Sponsored by the John Clayton Chapter of the Virginia Native Plant Society, many plants included are native to the Coastal Plain of Virginia, but some are introduced from other areas in the U.S. and from other countries. Included are non-woody plants often seen along roadsides, in meadows, gardens, and lawns. Many are weedy, with small flowers, not usually seen in field guides. Also included are grasses commonly seen in Virginia's Coastal Plain.
The plants included here occur in most counties of the Coastal Plain of Virginia, and some may be found throughout the Atlantic and Gulf Coastal Plains from Cape Cod to Mexico. Originally Wildflowers & Grasses of Virginia's Coastal Plain was conceived to include only those plants native to the Coastal Plain. However, in decades of field work, the authors have observed very conspicuous non-native (introduced) plants displacing natives in many locations. These familiar, introduced plants are in Wildflowers & Grasses of Virginia's Coastal Plain, to help users distinguish desirable native plants from unwanted species.
The plants are arranged in Wildflowers & Grasses of Virginia's Coastal Plain by flower color (white, yellow, orange, red, pink, blue, violet, green, brown), indicated by a colored rectangle on the upper edge of the page. The grasses and grass-like plants (tan rectangle) are in the last section of Wildflowers & Grasses of Virginia's Coastal Plain. Within each color group the plants are arranged alphabetically by families. Photographs on each page show the most prominent feature of each plant, usually the flower.
Text follows the photographs with user-friendly descriptions of the plant's characteristics, habitat, range and growing conditions, and interesting facts about uses in folk medicine, by the Native Americans, and origins of the plant's names.

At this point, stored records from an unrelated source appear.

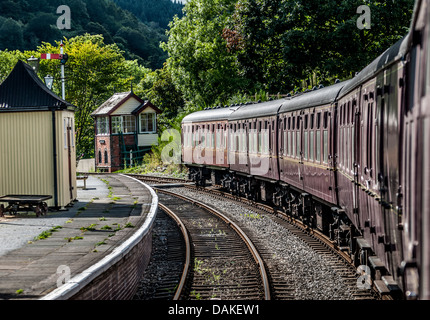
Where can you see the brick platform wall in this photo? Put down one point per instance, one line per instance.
(121, 280)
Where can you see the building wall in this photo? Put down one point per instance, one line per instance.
(127, 107)
(103, 143)
(66, 147)
(26, 156)
(147, 139)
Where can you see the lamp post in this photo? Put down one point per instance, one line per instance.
(49, 81)
(34, 63)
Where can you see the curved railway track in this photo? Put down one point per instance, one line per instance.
(223, 262)
(280, 285)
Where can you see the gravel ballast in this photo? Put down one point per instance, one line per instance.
(307, 270)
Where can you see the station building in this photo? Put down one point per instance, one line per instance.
(125, 129)
(37, 139)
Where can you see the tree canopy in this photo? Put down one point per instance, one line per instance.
(24, 24)
(221, 47)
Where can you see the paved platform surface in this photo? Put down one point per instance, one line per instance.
(104, 216)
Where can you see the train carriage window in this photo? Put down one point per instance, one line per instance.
(370, 137)
(289, 144)
(318, 146)
(293, 148)
(325, 120)
(340, 115)
(259, 137)
(325, 146)
(311, 145)
(244, 138)
(305, 145)
(340, 148)
(285, 145)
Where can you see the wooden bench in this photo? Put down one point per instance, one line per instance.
(23, 202)
(85, 181)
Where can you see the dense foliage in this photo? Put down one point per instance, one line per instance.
(221, 47)
(215, 52)
(150, 11)
(24, 24)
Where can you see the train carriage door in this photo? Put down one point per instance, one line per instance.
(68, 145)
(300, 149)
(355, 149)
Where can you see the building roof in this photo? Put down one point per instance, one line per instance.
(314, 98)
(217, 114)
(22, 90)
(117, 100)
(256, 110)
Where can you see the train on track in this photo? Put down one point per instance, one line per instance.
(351, 160)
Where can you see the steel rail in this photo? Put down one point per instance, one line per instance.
(239, 231)
(178, 221)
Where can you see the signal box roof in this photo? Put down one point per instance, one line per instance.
(22, 91)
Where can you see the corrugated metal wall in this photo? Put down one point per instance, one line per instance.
(26, 155)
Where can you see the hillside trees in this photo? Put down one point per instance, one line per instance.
(24, 24)
(94, 71)
(220, 48)
(199, 64)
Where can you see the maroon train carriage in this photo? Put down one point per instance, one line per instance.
(204, 143)
(352, 159)
(306, 162)
(253, 150)
(414, 194)
(368, 141)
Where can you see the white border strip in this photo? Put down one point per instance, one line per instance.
(78, 282)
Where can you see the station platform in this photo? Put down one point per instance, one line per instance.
(60, 255)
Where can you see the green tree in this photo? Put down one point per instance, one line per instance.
(158, 87)
(199, 64)
(285, 42)
(94, 71)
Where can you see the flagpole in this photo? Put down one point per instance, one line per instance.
(63, 80)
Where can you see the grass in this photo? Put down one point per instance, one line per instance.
(47, 233)
(91, 227)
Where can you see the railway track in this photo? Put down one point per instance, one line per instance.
(281, 285)
(223, 262)
(334, 257)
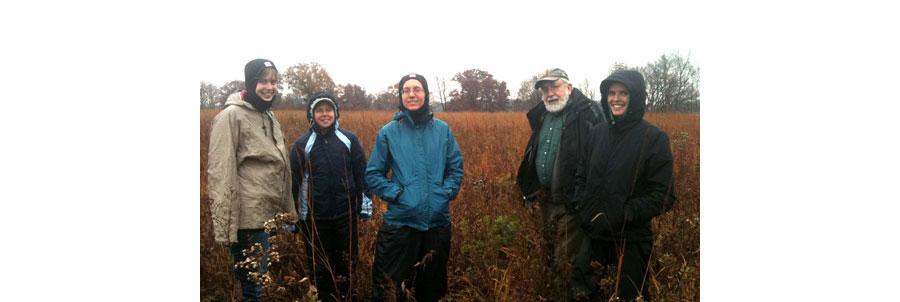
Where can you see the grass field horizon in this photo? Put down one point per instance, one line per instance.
(496, 248)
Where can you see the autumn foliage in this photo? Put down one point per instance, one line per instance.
(496, 249)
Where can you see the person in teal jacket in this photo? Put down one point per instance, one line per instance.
(421, 153)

All photographs were contributed by members of local chapters of the Virginia Native Plant Society: Ellis Squires from the Northern Neck Chapter; and from the local John Clayton Chapter, Teta Kain, Seig Kopinitz, Louise Menges, Kathi Mestayer, Phillip Merritt, and Jan Newton; and Felice Bond from the Historic Rivers Chapter of the Virginia Master Naturalists.
Helen Hamilton earned baccalaureate and master’s degrees in biology from Ohio University and Indiana University, respectively. She has taught biology, chemistry, and earth science in Virginia’s public schools and was a plant technician for the U.S. National Park Service. A Master Gardener, she was President of the John Clayton Chapter of the Virginia Native Plant Society, 2005–2012, and is Publicity Chair of the Williamsburg Botanical Garden. With a continued interest in learning and educating about local native plants, she leads tours and conducts classes about gardening for wildlife using native plants while avoiding introduced invasive species.

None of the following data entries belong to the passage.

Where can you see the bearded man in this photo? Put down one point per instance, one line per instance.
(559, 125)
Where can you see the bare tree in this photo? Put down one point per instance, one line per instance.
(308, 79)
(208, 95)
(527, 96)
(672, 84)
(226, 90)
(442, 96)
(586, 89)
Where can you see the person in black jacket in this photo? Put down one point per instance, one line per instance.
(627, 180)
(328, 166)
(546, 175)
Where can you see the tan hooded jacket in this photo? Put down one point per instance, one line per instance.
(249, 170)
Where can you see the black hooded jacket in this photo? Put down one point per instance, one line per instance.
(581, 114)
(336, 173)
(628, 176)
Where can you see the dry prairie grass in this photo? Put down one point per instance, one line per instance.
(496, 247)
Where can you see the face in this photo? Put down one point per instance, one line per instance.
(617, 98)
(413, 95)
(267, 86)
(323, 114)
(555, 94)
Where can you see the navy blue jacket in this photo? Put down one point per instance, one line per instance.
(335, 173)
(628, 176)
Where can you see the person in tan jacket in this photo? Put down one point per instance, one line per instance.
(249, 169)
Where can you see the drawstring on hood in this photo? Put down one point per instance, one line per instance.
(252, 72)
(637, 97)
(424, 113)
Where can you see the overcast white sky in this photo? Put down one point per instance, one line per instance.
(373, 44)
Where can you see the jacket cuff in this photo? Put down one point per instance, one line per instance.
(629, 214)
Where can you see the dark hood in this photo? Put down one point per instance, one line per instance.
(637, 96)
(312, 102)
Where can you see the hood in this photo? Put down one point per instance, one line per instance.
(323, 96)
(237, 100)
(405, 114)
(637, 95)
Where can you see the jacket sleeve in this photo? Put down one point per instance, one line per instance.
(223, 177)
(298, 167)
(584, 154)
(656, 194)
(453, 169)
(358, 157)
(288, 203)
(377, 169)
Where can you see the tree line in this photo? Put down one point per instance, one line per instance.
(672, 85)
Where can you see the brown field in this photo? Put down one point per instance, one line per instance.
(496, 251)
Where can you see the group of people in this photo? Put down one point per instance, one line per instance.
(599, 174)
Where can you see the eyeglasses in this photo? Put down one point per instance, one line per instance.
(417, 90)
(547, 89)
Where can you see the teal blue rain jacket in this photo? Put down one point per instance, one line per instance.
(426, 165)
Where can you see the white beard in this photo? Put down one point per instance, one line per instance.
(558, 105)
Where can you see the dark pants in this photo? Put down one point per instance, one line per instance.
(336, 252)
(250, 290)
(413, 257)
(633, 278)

Gustavus Hall is Professor Emeritus of Biology from the College of William & Mary, Williamsburg, Virginia. Dr. Hall spent 29 years on the faculty where he taught general biology, general botany, plant systematics, courses on native and cultivated plants, plant anatomy, ornithology, and graduate-level biosystematics. He was major advisor for several dozen Master’s and Honor’s theses on native flora, many of which were presented at Virginia Academy of Science meetings and later published. Dr. Hall’s M.S. degree in botany is from Ohio University and his Ph.D. in botany is from Indiana University.